Ketones have almost magical affects on the body and, according to some scientists, on the mind, as well. The metabolic change from glucose to ketones has been associated in human and other animal studies with better health and greater resistance to chronic diseases. Cognitive studies suggest the brain becomes sharper when ketones are activated — think ancient hunter with an empty belly chasing and outwitting quarry.
In the mice study, the exercising and fasting animals “used fats (as energy) much more than those not on intermittent fasting,” Mattson says. “Their ketones were way up. The exercise enhances the effects of intermittent fasting.”
Keto Mania
In recent years, ketone chatter has made its way into popular culture. Many celebrities — such as socialite Kim Kardashian, actress Halle Berry and country musician Tim McGraw — are on the keto diet, which consists of low carbs and high fats. Basketball stars Lebron James and Kobe Bryant have also gone keto.
The diet is thought to simulate the benefits of intermittent fasting by forcing the body to use fat as a fuel source.
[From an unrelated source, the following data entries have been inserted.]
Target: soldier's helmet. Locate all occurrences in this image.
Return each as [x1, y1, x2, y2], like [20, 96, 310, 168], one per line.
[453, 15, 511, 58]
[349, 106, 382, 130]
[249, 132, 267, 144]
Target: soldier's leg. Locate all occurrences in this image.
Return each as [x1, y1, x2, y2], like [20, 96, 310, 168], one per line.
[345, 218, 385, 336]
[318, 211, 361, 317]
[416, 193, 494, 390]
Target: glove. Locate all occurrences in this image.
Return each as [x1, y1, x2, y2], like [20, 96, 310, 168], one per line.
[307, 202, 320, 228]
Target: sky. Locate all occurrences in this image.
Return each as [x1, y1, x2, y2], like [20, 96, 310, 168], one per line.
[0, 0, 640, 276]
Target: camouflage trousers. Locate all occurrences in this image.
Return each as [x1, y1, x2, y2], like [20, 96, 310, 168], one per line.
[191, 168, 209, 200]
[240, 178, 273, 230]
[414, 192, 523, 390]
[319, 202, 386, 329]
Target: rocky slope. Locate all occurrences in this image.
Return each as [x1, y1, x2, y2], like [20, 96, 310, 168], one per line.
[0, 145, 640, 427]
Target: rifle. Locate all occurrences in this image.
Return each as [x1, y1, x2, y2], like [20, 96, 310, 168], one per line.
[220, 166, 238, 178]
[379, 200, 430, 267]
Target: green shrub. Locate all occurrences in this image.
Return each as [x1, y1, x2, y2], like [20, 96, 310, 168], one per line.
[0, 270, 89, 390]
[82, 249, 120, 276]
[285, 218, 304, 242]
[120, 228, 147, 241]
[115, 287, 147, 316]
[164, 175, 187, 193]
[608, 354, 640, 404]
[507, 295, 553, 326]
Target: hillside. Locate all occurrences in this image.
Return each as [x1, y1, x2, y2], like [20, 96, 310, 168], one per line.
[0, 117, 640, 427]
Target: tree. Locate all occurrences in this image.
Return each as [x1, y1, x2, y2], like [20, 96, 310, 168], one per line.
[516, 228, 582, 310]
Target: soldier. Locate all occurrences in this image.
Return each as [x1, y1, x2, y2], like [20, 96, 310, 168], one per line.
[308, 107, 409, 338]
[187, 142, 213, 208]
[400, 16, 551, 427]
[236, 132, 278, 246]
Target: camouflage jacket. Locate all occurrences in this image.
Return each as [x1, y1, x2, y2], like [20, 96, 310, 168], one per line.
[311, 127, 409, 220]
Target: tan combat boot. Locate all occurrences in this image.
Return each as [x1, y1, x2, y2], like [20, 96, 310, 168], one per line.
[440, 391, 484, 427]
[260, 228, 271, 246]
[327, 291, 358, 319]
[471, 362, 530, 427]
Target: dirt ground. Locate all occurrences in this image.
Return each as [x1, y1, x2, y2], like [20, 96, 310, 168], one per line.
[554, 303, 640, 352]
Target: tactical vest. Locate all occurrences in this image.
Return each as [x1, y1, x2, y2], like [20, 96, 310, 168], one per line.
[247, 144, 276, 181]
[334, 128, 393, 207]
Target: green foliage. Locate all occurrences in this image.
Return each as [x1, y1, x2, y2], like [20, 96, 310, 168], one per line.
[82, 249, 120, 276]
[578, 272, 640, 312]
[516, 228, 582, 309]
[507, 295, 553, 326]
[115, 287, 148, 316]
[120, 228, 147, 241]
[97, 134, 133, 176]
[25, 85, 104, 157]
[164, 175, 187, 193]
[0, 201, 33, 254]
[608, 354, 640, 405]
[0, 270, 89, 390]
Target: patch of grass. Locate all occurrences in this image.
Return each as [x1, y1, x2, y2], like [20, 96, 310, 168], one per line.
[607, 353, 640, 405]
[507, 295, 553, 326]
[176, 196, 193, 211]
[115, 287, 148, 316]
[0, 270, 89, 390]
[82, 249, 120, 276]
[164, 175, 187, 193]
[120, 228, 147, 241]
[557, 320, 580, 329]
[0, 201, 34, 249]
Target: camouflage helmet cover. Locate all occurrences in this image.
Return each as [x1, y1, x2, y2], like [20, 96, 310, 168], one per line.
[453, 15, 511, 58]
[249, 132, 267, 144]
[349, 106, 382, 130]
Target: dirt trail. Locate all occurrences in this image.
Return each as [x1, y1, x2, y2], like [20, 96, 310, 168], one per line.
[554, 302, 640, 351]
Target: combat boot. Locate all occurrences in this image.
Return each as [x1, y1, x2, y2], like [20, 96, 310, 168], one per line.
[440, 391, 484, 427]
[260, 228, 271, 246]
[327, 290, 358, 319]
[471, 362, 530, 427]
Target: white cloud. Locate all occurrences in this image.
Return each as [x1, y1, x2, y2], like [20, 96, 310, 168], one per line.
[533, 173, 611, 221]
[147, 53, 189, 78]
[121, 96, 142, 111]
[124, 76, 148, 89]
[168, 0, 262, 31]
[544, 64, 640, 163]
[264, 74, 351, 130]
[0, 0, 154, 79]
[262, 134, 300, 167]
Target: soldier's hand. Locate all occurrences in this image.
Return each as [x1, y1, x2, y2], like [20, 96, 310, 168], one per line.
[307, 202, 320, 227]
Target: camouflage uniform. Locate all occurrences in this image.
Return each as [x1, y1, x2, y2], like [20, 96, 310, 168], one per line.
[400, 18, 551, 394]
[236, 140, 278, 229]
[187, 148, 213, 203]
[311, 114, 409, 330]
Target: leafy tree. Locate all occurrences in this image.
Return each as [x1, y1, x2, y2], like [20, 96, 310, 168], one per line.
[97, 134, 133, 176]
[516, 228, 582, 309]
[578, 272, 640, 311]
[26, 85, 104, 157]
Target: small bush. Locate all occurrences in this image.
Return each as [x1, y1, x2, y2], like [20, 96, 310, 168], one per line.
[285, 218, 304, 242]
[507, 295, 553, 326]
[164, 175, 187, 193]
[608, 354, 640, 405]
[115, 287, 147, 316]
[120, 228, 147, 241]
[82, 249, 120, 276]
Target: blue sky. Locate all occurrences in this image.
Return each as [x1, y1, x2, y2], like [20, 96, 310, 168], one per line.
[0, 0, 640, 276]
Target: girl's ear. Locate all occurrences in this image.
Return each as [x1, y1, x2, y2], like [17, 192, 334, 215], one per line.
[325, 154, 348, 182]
A low-carb diet such as the keto diet can lower glucose levels and activate ketone bodies, scientists say. Dieters get the healthful effects of fasting without actually doing it.
But studies are mixed on whether the keto diet improves endurance, and a lot of dietitians are skeptical of its nutritional profile.
Michelle Harvie, a research dietitian in Manchester, England, who co-developed the 5:2 diet, says people lose weight on the keto diet, but the diet lacks fiber and has a lot of saturated fats, which put people at risk for cardiovascular diseases.
“And there is increasing evidence that its effect on the gut microbiome is pretty adverse,” she says. “The gut microbiome is a poorly understood but potentially important part of our metabolic health.”
As for intermittent fasting, Harvie says human studies show it’s an effective way to lose weight. Mattson goes further. Besides increasing endurance, fasting for 12 to 16 hours can “increase activity in neuronal networks involved in learning and memory,” he says.
Harvie hopes for a fasting revolution. “At the end of the day, [in the U.K.] and in the U.S., there is no fast,” Harvie says. “There is just a constant graze from dusk to dawn and even in the middle of the night. So I think we need to get back to some sort of pattern or spells of not eating.”